Practice Book § 39-19 provides: “The judicial authority shall not accept the plea without first addressing the defendant personally and determining that he or she fully understands:
“(1) The nature of the charge to which the plea is offered;
“(2) The mandatory minimum sentence, if any;
“(3) The fact that the statute for the particular offense does not permit the sentence to be suspended;
“(4) The maximum possible sentence on the charge, including, if there are several charges, the maximum sentence possible from consecutive sentences and including, when applicable, the fact that a different or additional punishment may be authorized by reason of a previous conviction; and
“(5) The fact that he or she has the right to plead not guilty or to persist in that plea if it has already been made, and the fact that he or she has the right to be tried by a jury or a judge and that at that trial the defendant has the right to the assistance of counsel, the right to confront and cross-examine witnesses against him or her, and the right not to be compelled to incriminate himself or herself.”
Practice Book § 39-20 provides: “The judicial authority shall not accept a plea of guilty or nolo contendere without first determining, by addressing the defendant personally in open court, that the plea is voluntary and is not the result of force or threats or of promises apart from a plea agreement.

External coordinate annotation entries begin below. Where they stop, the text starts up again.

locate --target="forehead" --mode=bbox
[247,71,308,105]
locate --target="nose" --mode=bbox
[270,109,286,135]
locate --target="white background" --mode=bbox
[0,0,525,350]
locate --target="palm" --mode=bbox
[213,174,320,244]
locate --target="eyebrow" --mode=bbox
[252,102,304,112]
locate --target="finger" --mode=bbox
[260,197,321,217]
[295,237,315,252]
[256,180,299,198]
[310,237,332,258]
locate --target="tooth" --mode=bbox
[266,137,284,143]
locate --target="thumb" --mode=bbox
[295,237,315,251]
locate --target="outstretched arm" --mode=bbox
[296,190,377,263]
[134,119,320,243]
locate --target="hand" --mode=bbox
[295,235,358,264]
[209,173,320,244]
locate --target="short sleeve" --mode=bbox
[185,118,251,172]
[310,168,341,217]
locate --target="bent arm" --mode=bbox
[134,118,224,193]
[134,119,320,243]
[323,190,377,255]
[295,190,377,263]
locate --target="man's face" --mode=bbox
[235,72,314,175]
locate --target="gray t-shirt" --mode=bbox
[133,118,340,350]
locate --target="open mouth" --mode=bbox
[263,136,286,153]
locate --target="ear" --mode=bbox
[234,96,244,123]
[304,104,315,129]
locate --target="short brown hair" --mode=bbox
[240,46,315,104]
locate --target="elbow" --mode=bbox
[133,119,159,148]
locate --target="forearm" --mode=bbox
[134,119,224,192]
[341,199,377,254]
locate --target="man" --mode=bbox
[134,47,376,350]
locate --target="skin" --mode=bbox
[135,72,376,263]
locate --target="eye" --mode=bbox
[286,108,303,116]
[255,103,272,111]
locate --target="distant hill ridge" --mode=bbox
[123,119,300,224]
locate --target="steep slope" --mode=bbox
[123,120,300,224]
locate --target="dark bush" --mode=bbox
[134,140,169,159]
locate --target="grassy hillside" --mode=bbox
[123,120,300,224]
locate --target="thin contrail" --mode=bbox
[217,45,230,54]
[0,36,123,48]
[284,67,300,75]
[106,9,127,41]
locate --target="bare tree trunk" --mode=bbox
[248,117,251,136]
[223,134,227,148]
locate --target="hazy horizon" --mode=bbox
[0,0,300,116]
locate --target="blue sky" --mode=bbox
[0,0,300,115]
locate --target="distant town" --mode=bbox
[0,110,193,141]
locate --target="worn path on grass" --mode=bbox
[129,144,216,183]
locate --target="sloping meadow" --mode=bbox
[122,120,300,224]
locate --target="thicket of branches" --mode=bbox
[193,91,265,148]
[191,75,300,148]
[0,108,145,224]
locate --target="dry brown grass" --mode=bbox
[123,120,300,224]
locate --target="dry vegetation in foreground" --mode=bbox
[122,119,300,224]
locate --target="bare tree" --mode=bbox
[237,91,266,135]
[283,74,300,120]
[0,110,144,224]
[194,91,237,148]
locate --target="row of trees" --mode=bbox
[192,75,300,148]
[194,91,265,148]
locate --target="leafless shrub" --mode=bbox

The judicial authority shall also inquire as to whether the defendant’s willingness to plead guilty or nolo contendere results from prior discussions between the prosecuting authority and the defendant or his or her counsel.”

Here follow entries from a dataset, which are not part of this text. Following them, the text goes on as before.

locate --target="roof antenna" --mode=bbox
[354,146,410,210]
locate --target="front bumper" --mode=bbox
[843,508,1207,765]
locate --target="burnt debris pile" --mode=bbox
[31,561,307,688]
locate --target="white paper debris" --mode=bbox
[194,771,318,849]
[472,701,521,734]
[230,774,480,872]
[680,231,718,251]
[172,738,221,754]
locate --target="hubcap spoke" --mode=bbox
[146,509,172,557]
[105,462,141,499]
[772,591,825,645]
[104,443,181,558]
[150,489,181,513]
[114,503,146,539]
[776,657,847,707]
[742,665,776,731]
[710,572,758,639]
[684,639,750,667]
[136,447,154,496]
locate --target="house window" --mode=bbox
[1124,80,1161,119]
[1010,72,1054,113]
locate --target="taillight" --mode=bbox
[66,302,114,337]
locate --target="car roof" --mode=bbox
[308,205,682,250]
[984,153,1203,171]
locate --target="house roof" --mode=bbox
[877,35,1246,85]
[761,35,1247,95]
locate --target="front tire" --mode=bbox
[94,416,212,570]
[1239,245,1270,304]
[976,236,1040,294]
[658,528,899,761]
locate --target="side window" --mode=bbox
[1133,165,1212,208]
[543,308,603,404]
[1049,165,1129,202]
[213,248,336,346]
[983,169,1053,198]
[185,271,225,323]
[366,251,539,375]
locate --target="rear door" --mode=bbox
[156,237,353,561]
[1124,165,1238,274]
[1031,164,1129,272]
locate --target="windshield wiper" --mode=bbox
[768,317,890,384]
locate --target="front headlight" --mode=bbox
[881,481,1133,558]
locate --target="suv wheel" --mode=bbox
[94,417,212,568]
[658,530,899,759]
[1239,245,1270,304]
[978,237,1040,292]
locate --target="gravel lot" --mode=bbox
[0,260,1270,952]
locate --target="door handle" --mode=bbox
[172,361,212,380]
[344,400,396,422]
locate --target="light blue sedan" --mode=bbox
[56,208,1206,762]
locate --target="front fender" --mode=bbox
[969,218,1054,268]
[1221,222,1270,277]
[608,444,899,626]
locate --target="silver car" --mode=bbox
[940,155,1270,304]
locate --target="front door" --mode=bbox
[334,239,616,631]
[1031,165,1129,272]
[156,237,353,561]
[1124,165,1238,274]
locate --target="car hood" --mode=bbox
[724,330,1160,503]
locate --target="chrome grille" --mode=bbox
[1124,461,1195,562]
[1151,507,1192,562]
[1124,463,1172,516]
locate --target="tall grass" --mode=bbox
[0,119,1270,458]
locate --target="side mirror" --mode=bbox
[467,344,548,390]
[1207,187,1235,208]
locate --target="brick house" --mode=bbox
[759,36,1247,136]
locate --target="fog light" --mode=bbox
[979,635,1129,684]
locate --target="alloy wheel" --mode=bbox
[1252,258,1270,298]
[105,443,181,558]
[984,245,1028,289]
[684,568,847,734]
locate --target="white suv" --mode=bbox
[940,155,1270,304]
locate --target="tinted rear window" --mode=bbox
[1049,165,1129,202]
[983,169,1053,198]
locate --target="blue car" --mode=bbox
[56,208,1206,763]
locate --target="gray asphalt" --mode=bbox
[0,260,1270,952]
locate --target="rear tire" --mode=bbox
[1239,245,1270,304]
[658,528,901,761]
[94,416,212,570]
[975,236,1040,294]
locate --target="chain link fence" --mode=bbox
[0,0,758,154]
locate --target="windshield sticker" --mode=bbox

We note, generally, that in a criminal proceeding, a defendant is presumed to be competent. General Statutes § 54-56d (b) provides in relevant part: “A defendant is presumed to be competent. The burden of proving that the defendant is not competent by a preponderance of the evidence and the burden of going forward with the evidence are on the party raising the issue. ...” Although the statute also provides that the court may, sua sponte, order a competency examination, nowhere does the statute impose an affirmative obligation on the court to initiate such an inquiry in the absence of its determination that the defendant appears incompetent.